On Mar 7, 2012, at 12:13 PM, Lucas wrote:

Thank you.

What could be a "User Error"? where could I be making a mistake?

Please consider what you are requesting. Attempting to enumerate the possible errors would start with data input errors, progress through transformational errors and finish up with analysis errors. It would expand from that broad classification into something like the accumulated sampling of user errors recorded in the 15 years of Rhelp archives as a lower bound, which all users know is not inclusive since we have made additional errors in the privacy of our own bedrooms. Without a reproducible sample of data and code there can be no specificity. The discipline of constructing a reproducible question to R-help has led to quite a few solutions to my errors, (which were then not posted.)

--
David.
I cannot use a lm because my data is not normal, is categorical (count
data). So my first option was Poisson, but had severe overdispersion
problems so I used Binomial Negative as an option.

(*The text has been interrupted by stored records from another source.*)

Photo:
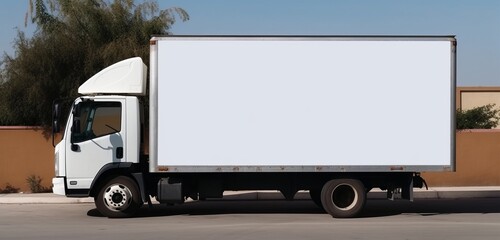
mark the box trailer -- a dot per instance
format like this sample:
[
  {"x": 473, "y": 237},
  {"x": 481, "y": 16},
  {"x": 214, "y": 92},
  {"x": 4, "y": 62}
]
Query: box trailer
[{"x": 334, "y": 115}]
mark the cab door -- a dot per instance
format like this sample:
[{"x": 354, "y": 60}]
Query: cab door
[{"x": 96, "y": 138}]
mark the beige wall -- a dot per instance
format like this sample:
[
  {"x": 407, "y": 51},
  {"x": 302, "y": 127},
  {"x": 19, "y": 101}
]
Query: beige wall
[
  {"x": 26, "y": 151},
  {"x": 471, "y": 97},
  {"x": 477, "y": 161}
]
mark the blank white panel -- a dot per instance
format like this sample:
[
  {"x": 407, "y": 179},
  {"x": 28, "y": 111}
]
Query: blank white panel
[{"x": 246, "y": 102}]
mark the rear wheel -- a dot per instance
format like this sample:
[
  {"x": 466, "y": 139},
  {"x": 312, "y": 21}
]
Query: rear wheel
[
  {"x": 119, "y": 197},
  {"x": 343, "y": 198}
]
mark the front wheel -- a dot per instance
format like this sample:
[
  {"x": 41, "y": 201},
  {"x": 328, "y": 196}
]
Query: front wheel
[
  {"x": 343, "y": 198},
  {"x": 119, "y": 197}
]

Thank you for taking the time to answer my questions.

Lucas.

2012/3/7 peter dalgaard <pda...@gmail.com>


On Mar 7, 2012, at 15:02 , Lucas wrote:

Hi Pascal.

I applied my analysis in time. I have 25 fire seasons, each season starts
on November and ends up on April (our summer)

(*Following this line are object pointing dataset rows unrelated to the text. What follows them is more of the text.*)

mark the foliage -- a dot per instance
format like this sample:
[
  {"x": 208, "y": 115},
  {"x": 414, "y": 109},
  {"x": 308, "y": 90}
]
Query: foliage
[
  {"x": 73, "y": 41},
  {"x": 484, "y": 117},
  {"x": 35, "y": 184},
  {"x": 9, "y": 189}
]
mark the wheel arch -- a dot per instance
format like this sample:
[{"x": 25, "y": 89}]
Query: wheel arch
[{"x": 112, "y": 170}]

Hey, why are you worrying about regression coefficients. _Everything_ is
upside-down at your place... ;-)

, so I have used them as
independent observations. I know that assumption it could be wrong, but
is
the only way I can use the information available.

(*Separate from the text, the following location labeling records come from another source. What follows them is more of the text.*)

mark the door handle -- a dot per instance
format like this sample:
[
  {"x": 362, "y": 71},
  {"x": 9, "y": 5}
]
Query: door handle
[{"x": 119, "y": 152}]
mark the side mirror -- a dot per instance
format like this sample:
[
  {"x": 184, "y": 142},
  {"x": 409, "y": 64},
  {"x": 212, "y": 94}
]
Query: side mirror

As a general matter, there are three possibilities

1) User error
2) Method artifact
3) Counterintuitive (but true) relation

and you really need to keep the possibility of 3) in mind rather than
poking around hoping that the counterintuitive signs would go away by
themselves.

To investigate, I think I would make some stabs that try to get closer to the raw data. If you produce a plot showing that the average number of fires is increasing with temperature and a model fit with temperature as the only predictor apparently shows the opposite, then I'd suspect a user
error causing coefficients not to mean what you think they mean.


Thank you.

2012/3/7 Pascal Oettli <kri...@ymail.com>

Hi Lucas,

Do you apply your analysis in time or in space?

Regards,
Pascal



----- Mail original -----
De : Lucas <lpchaparro...@gmail.com>
À : r-help@r-project.org
Cc :
Envoyé le : Mercredi 7 mars 2012 22h34
Objet : [R] Problems with generalized linear model (glm) coefficients.

Hello to everyone.

I´m writing you because I´m feeling a bit frustrated with my work.

My work consists in finding the relation between the amount of fires
and
the weather, so, my response variable is the amount of fires in a fire season and the explanatory variables are the temperature, the amount of precipitation and the some others∑. my problem is this; I keep getting
the
wrong sign in the coefficients estimated, I get a negative sign for
temperature and a positive sign for precipitation, which is
unreasonable,
the greater the temperature I would expect more fire, on the contrary,
the
greater the precipitation I would expect less fires. So far I have deal with overdispersion, multicollinearity and the amount of zeroes through passing from Poisson to Negative Binomial and Hurdle. I believe I have used all my options and still have the wrong signs on my coefficients.

Do I have more options? What does it mean that I keep getting those
signs?

If anyone could help me I would really appreciate it.